St John does not have an account of the Institution
of the Blessed Eucharist at the Last Supper. Instead
he devotes a long passage, from which today’s
gospel is taken, to the Bread of Life. The section
begins after the Multiplication of the Loaves
for the crowd who have returned, as Jesus tells
them, because you ate your fill. He directs their
thoughts towards faith in the one whom God has
sent. They look for a sign, and, being Jews, the
multiplication of the loaves reminds them of the
sign given by Moses, the manna in the desert.
Jesus suggests that since it was God who gave
the manna, God will give and has given a sign,
a person, who comes down from heaven and gives
life. He goes on to say he is this bread come
down from heaven and that all who believe will
be raised up on the last day.
This provokes hostility and the first argument.
“Isn’t this Jesus son of Joseph, whose father
and mother we know? He didn’t come down from heaven.”
Rather than withdraw what he has just said, Jesus
says it more strongly. I am the bread of life
. . . I am the living bread that came down from
heaven. Jesus is confronted with the same problem
as Moses, when the people murmured against him
in the desert. Faith in him is the central issue
in the passage at this stage.
“The Jews” are outraged at the suggestion of having
to eat flesh. Jesus makes things even more dramatic
by saying if you do not eat the flesh of the Son
of Man and drink his blood, you will not have
life in you. There is no room for doubt: to have
life one must eat and drink. The Greek word in
one sentence, phagein, for ‘to eat’ becomes in
the next sentence trogein, ‘to chew’. There is
no shortage of realism here. Furthermore, Jewish
religious practice had strong views about the
blood, where life was found. Food has to be kosher.
Animals have to be bled to death. Now Jesus gives
a challenge to all this, not merely eating flesh
but drinking blood. He is dealing primarily with
faith in himself and in the Father who sent him,
but the words used point to the shedding of blood
in sacrifice and to the Eucharist. The use of
trogein ‘to munch’ or ‘to chew’ means that there
is more to this than just belief. The living Father
has sent the Son to give life and he who eats
will live. He then introduces the idea of his
resurrection, to show that what has just told
them is real but different.
John is working at two levels. He insists that
Jesus reveals God, the true bread from heaven,
making perfect the manna which fell from heaven
in the desert. But all this is made concrete and
available in the Eucharist, where life comes from
the broken flesh and spilled blood of Jesus.
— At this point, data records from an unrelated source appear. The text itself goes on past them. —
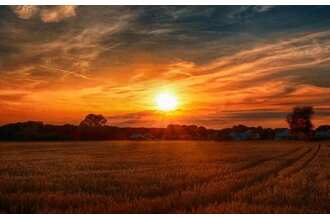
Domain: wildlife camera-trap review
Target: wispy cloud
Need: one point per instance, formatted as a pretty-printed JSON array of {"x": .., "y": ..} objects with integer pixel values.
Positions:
[{"x": 47, "y": 14}]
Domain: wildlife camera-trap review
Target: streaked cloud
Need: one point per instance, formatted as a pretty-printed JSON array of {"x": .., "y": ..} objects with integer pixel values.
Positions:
[
  {"x": 227, "y": 64},
  {"x": 47, "y": 14},
  {"x": 25, "y": 11}
]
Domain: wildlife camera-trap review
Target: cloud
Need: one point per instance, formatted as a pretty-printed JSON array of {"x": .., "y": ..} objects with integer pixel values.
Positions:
[
  {"x": 25, "y": 11},
  {"x": 47, "y": 14},
  {"x": 57, "y": 13}
]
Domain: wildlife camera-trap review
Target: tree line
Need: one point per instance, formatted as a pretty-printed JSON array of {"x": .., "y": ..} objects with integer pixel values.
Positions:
[{"x": 93, "y": 127}]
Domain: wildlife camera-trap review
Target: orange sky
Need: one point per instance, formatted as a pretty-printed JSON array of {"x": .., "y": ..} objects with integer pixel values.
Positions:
[{"x": 116, "y": 66}]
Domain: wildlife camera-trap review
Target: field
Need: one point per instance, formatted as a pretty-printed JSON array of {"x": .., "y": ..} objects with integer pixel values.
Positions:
[{"x": 165, "y": 177}]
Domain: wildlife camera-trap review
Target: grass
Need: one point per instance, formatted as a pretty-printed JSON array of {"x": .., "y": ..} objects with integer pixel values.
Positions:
[{"x": 165, "y": 177}]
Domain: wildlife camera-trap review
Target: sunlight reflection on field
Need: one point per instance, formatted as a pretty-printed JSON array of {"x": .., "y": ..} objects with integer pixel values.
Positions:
[{"x": 164, "y": 177}]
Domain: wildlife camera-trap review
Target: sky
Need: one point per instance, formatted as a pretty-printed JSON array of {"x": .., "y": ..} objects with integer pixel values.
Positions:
[{"x": 226, "y": 65}]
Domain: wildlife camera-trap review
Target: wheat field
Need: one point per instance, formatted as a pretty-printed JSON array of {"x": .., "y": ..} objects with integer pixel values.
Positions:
[{"x": 165, "y": 177}]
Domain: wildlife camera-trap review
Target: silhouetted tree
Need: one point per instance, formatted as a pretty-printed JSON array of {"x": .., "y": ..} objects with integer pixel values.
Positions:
[
  {"x": 300, "y": 122},
  {"x": 92, "y": 120}
]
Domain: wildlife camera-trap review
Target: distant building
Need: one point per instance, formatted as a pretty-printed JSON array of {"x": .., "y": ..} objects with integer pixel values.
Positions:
[
  {"x": 282, "y": 134},
  {"x": 322, "y": 135},
  {"x": 244, "y": 135},
  {"x": 139, "y": 136}
]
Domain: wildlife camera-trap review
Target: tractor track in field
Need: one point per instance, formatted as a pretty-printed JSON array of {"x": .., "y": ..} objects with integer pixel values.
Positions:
[
  {"x": 266, "y": 176},
  {"x": 307, "y": 162},
  {"x": 205, "y": 181},
  {"x": 244, "y": 168}
]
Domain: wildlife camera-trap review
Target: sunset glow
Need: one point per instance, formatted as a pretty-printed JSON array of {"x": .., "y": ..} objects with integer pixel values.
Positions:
[
  {"x": 166, "y": 101},
  {"x": 118, "y": 62}
]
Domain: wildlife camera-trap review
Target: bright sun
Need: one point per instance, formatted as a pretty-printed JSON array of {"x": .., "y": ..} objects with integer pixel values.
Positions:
[{"x": 166, "y": 101}]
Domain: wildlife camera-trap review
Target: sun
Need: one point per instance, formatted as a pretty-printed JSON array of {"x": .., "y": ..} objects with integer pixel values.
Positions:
[{"x": 166, "y": 101}]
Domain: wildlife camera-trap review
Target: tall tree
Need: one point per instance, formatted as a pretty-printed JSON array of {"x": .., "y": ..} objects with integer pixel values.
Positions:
[
  {"x": 300, "y": 122},
  {"x": 92, "y": 120}
]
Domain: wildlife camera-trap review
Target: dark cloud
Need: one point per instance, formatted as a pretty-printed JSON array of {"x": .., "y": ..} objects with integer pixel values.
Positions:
[{"x": 235, "y": 56}]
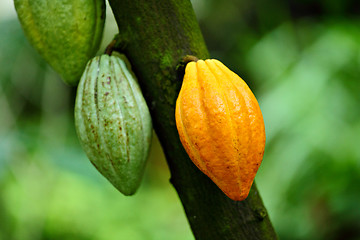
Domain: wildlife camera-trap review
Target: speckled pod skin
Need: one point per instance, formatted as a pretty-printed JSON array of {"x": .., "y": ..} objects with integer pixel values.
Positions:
[
  {"x": 66, "y": 33},
  {"x": 113, "y": 122},
  {"x": 221, "y": 126}
]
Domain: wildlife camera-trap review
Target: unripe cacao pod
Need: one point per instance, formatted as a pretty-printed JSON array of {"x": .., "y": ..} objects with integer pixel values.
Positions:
[
  {"x": 113, "y": 122},
  {"x": 221, "y": 126},
  {"x": 65, "y": 33}
]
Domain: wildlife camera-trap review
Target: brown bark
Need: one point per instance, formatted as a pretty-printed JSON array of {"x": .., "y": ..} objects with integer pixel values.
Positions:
[{"x": 155, "y": 35}]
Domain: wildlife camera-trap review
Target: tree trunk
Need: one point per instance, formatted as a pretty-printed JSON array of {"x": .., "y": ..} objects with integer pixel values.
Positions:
[{"x": 155, "y": 35}]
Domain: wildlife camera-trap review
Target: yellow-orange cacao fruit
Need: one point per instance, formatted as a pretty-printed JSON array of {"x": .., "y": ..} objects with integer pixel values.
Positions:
[{"x": 221, "y": 126}]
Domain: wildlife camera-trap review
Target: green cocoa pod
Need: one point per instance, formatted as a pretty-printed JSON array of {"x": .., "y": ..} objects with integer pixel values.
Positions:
[
  {"x": 113, "y": 122},
  {"x": 66, "y": 33}
]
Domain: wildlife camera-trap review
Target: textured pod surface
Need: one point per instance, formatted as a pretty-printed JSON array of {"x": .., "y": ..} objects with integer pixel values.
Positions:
[
  {"x": 221, "y": 126},
  {"x": 66, "y": 33},
  {"x": 113, "y": 122}
]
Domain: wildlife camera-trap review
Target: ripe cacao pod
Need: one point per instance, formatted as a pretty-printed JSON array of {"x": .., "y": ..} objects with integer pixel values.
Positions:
[
  {"x": 65, "y": 33},
  {"x": 221, "y": 126},
  {"x": 113, "y": 122}
]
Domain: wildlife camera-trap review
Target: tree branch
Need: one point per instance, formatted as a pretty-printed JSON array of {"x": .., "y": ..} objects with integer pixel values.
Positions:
[{"x": 158, "y": 34}]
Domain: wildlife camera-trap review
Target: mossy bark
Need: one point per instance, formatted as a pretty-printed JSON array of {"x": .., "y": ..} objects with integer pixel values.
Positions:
[{"x": 155, "y": 35}]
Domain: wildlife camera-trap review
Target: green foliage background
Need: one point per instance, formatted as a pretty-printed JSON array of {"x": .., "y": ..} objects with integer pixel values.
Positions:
[{"x": 302, "y": 60}]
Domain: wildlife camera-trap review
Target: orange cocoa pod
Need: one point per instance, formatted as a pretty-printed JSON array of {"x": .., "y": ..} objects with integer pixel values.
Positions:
[{"x": 221, "y": 126}]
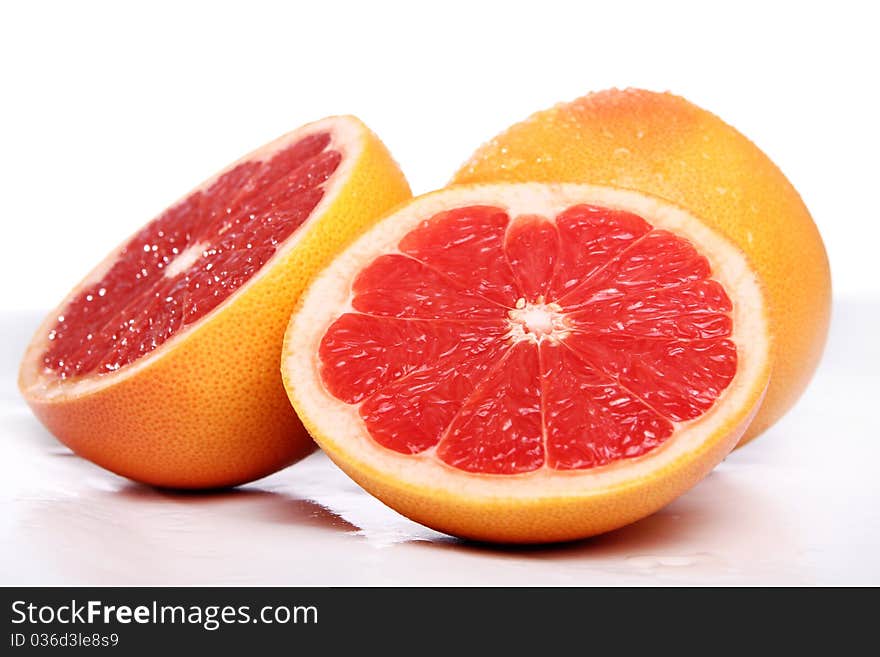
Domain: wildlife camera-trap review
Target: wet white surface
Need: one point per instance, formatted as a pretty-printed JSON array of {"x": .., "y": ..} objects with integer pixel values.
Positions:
[{"x": 799, "y": 506}]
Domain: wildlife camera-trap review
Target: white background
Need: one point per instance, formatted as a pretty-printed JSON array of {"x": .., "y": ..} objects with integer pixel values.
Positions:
[{"x": 110, "y": 111}]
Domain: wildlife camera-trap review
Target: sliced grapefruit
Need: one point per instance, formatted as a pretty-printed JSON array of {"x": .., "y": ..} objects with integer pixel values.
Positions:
[
  {"x": 664, "y": 145},
  {"x": 162, "y": 364},
  {"x": 529, "y": 362}
]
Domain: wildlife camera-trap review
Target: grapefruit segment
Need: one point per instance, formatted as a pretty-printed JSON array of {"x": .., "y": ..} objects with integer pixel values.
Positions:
[
  {"x": 529, "y": 362},
  {"x": 162, "y": 364}
]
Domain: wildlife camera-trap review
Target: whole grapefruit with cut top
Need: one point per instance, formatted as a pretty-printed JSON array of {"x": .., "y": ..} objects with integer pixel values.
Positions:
[
  {"x": 530, "y": 362},
  {"x": 664, "y": 145},
  {"x": 162, "y": 364}
]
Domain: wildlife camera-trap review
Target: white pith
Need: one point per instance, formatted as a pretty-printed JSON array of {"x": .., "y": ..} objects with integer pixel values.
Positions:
[
  {"x": 536, "y": 322},
  {"x": 340, "y": 429},
  {"x": 346, "y": 136}
]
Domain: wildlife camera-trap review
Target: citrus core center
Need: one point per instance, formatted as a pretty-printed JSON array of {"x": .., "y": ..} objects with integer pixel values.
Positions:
[{"x": 536, "y": 321}]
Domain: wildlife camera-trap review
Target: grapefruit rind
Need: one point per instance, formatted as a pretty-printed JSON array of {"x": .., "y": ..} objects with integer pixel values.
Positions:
[
  {"x": 206, "y": 408},
  {"x": 664, "y": 145},
  {"x": 522, "y": 507}
]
In
him the long history of sacrifice is completed
and brought to perfection: originally human sacrifice,
then that of animals (Abraham and Isaac), then
in the words of Hosea: What I want is mercy and
not sacrifice [6:6]. ‘To sacrifice’ [from Latin,
meaning ‘to make sacred’] is no longer about killing,
but about living and giving life to one’s sisters
and brothers, the fruit of the sacrifice of the
Son of Man, given up for us.
• The sentence following this passage begins:
Many of his disciples, when they heard it, said:
“This is a hard saying; who can listen to it?
And eventually many of his disciples drew back
and no longer went about with him, a response
experienced by early Christians and by Christians
in all ages. Yet Jesus made no change in what
he said. How closely do I go about with him?
Do I think about my life in the Eucharist?
• The Eucharist means offering
Mass and receiving Holy Communion, of course.
How might I improve my devotion to Jesus really
present? Could I spend more time in his presence?
How about my sense of reverence in church or
when passing a church?
• Jesus says the Eucharist
is life-giving. How good am I at communicating
to those around me the sense of life received
that I feel, or do I talk in terms of obligation
alone?
• Would it be true to say
that, while we go to Mass in public, along with
others, my prayer after Holy Communion tends
to be private and personal, focussed on myself,
my own problem, my own shortcomings. Might there
be more to it than that?
• Do you help the priest improve
the quality of his homily, by prayer if not
by discussion? Both preacher and hearer have
to be in touch with the Holy Spirit.